Einen starken Auftritt lieferte auch Bernd Nolte aus Rossdorf. Die Bronson-Tochter Britta überzeugte den Preisrichter Clemens Braschos von der MASTERRIND, durch sehr viel Korrektheit im Körperbau, durch femininen Rassetyp und mit hervorragendem Kuhkalb bei Fuß.

Niedersachsen – das Land für Welsh Black

Keine Frage, Niedersachsen ist das Welsh Black Land schlecht hin. Trotzdem war in Berlin der Wettbewerb auch aus anderen Verbänden stark. Das in allen drei Kategorien die Sieger- und Reservesiegertitel an die MASTERRIND gingen, ist letztendlich ein Zeichen der besonderen Qualität der niedersächsischen Zuchtstätten. Den Siegertitel bei den Bullen sicherte sich die Maack & Biehler GbR aus Zetel mit dem von der Familie Eckert aus Schleswig-Holstein gezogenen Eduard-Sohn Elton vom Holmkamp. Der Bulle überzeugte durch seine Länge, seine harmonischen Körperübergänge und seinen enormen Rassetyp. Der von Hermann Maack aus Lübberstedt gezogene Reservesieger, der von Gerd Wallrichs aus Uplengen vorgestellt wurde, stand dem Siegerbullen nur um Nuancen nach. Der Sammy-Sohn Sarturn zeigte sich gut und ausgeglichen bemuskelt und mit sehr viel Qualität der Rasse. Den Wettbewerb bei den Welsh Black Kühen gewann die Michaelis GbR aus Rätzlingen. Der Siegertitel ging an die Delmi-Tochter RM Bapsi, die sich in allerbester Schaukondition zeigte und ein sehr gut entwickeltes Kuhkalb bei Fuß führte. Der Reservesieg bei den Kühen ging an die Maack und Biehler GbR. Die Elton-Tochter Anneliese präsentierte sich mit sehr viel Funktionalität und Frische und führte ebenfalls ein sehr gutes Kuhkalb bei Fuß. Den Siegertitel bei den Welsh Black Färsen holte sich Jörg Hacke aus Uelzen. Die Malik –Tochter Brenda zeigte sich stark entwickelt und mit einem ganz hervorragenden Exterieur. Eng auf den Färsen war ihr die Reservesiegerin RM Coco. Auch diese Dolch-Tochter punktete mit bestem Exterieur und viel Qualität der Rasse.

Jungzüchter

Es ist eine Selbstverständlichkeit, dass bei Fleischrinderveranstaltungen der Jungzüchterwettbewerb einen hohen Stellenwert hat. In der Kategorie der jungen Jungzüchter holte sich Romy Hacke aus Uelzen den Siegertitel und bei den älteren Jungzüchtern punktete Tim Aaron Rasch aus Uelzen mit dem Reservesieg.
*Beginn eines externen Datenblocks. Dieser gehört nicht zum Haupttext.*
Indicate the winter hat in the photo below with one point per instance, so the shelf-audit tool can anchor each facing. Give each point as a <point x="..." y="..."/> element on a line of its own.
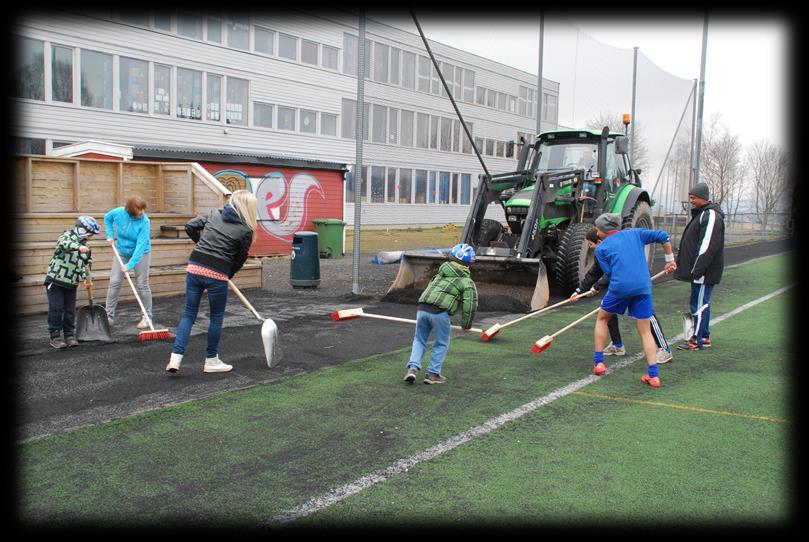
<point x="608" y="222"/>
<point x="701" y="191"/>
<point x="85" y="226"/>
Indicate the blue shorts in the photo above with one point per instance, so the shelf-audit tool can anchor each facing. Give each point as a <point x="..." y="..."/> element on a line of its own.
<point x="640" y="306"/>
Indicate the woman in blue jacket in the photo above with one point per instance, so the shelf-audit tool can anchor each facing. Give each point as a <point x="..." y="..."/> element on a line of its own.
<point x="131" y="224"/>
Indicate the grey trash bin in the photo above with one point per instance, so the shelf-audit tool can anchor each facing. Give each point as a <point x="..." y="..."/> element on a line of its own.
<point x="305" y="267"/>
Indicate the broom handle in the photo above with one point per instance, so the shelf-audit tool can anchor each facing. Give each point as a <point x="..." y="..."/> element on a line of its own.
<point x="244" y="300"/>
<point x="134" y="291"/>
<point x="589" y="314"/>
<point x="406" y="320"/>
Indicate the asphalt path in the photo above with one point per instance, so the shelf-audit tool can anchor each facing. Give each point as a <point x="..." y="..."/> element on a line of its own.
<point x="56" y="391"/>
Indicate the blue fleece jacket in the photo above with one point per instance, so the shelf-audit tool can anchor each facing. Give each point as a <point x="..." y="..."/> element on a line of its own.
<point x="133" y="234"/>
<point x="622" y="259"/>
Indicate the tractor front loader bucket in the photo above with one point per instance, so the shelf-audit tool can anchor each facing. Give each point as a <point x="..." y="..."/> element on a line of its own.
<point x="524" y="280"/>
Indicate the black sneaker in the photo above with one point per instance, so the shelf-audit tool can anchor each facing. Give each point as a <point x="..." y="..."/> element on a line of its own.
<point x="410" y="376"/>
<point x="432" y="378"/>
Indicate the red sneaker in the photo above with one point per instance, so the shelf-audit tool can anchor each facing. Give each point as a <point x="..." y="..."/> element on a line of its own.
<point x="653" y="381"/>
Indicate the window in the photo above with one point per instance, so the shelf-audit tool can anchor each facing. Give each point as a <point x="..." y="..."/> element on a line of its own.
<point x="395" y="54"/>
<point x="61" y="74"/>
<point x="213" y="29"/>
<point x="380" y="124"/>
<point x="236" y="102"/>
<point x="390" y="189"/>
<point x="214" y="96"/>
<point x="407" y="128"/>
<point x="377" y="184"/>
<point x="446" y="134"/>
<point x="238" y="28"/>
<point x="189" y="25"/>
<point x="421" y="186"/>
<point x="464" y="194"/>
<point x="350" y="54"/>
<point x="424" y="74"/>
<point x="381" y="53"/>
<point x="162" y="90"/>
<point x="443" y="187"/>
<point x="96" y="79"/>
<point x="469" y="86"/>
<point x="263" y="40"/>
<point x="408" y="70"/>
<point x="262" y="115"/>
<point x="308" y="121"/>
<point x="329" y="59"/>
<point x="287" y="46"/>
<point x="134" y="85"/>
<point x="393" y="128"/>
<point x="404" y="186"/>
<point x="189" y="94"/>
<point x="348" y="115"/>
<point x="422" y="130"/>
<point x="286" y="118"/>
<point x="309" y="52"/>
<point x="29" y="73"/>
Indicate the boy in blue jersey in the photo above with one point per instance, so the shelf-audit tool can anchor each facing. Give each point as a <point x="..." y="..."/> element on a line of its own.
<point x="622" y="258"/>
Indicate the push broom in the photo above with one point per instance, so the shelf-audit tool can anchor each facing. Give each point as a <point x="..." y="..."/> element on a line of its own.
<point x="545" y="342"/>
<point x="489" y="334"/>
<point x="351" y="314"/>
<point x="150" y="334"/>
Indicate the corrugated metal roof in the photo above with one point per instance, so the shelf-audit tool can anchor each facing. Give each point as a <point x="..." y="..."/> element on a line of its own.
<point x="203" y="155"/>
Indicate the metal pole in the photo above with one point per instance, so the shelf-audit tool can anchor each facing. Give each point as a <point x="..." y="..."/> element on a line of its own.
<point x="359" y="131"/>
<point x="632" y="118"/>
<point x="698" y="144"/>
<point x="539" y="70"/>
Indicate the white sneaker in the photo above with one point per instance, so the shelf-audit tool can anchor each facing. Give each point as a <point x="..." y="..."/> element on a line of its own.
<point x="215" y="365"/>
<point x="663" y="356"/>
<point x="174" y="363"/>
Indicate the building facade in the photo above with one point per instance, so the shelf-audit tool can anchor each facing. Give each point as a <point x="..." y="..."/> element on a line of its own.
<point x="281" y="84"/>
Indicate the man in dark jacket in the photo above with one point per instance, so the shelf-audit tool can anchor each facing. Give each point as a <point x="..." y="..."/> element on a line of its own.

Hervorragende Organisation und Züchter

Die Messe Berlin hatte für die Durchführung der Schwarz-Rot-Gold Schau Robust mit der Unterbringung der Tiere und mit dem Präsentationsrahmen für die Tiere in Halle 25 wieder eine hervorragende Plattform geschaffen. Die Bundesverbände für die im Schauprogramm vertretenen Rassen der BRS und die Mitarbeiter vom RBB sorgten für eine gute Vorbereitung und eine allerbeste Durchführung der Schau.

Insbesondere aber ist den ausstellenden Züchtern für ihren Einsatz vor Ort zu danken.